A la lecture de l'article visé, on ne voit pas où il est prévu que le président de la cour d'appel peut ordonner la poursuite d'une information judiciaire d'autant plus que les voies de recours ne permettent même  pas au justiciable d'obtenir le sursis à poursuivre l'instruction judiciaire.

Mieux, les avocats, auteurs des demandes de récusation ne se sont pas constitués dans le dossier. Ils sont donc inconnus du dossier. Ils ne sont pas recevables à soumettre une demande de récusation au président de la cour d'appel. Pour avoir accepté de telles demandes, le conseiller Ogoubi vient d'ouvrir une boite à pandore pour des récusations fantaisistes des juges par des personnes non concernées par les dossiers judiciaires.

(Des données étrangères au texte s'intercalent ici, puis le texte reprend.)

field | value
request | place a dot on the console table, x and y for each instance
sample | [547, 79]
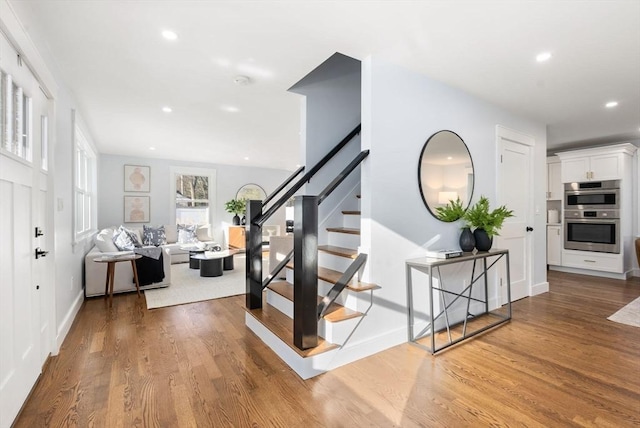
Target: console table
[473, 323]
[111, 269]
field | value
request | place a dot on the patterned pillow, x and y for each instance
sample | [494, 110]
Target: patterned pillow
[153, 235]
[186, 234]
[125, 239]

Pire, en ordonnant le sursis à l'instruction, une mesure jamais prise par un magistrat béninois,  le magistrat Ogoubi a préjugé en prenant ainsi fait et cause pour les mis en cause contre la décision de justice royalement bafouée par maître Paraiso et les siens.

Au surplus, le juge d'instruction n'a même pas présenté ses observations comme le prescrivent les textes.
Cette fragilisation de la justice, loin de viser le juge Ibrahim Issoudine, constitue un précédent grave qui révèle la vision qu'a de la justice le régime du Nouveau départ et de la Rupture.
En déstabilisant par certains de ses acteurs la justice, le gouvernement s'auto-détruit.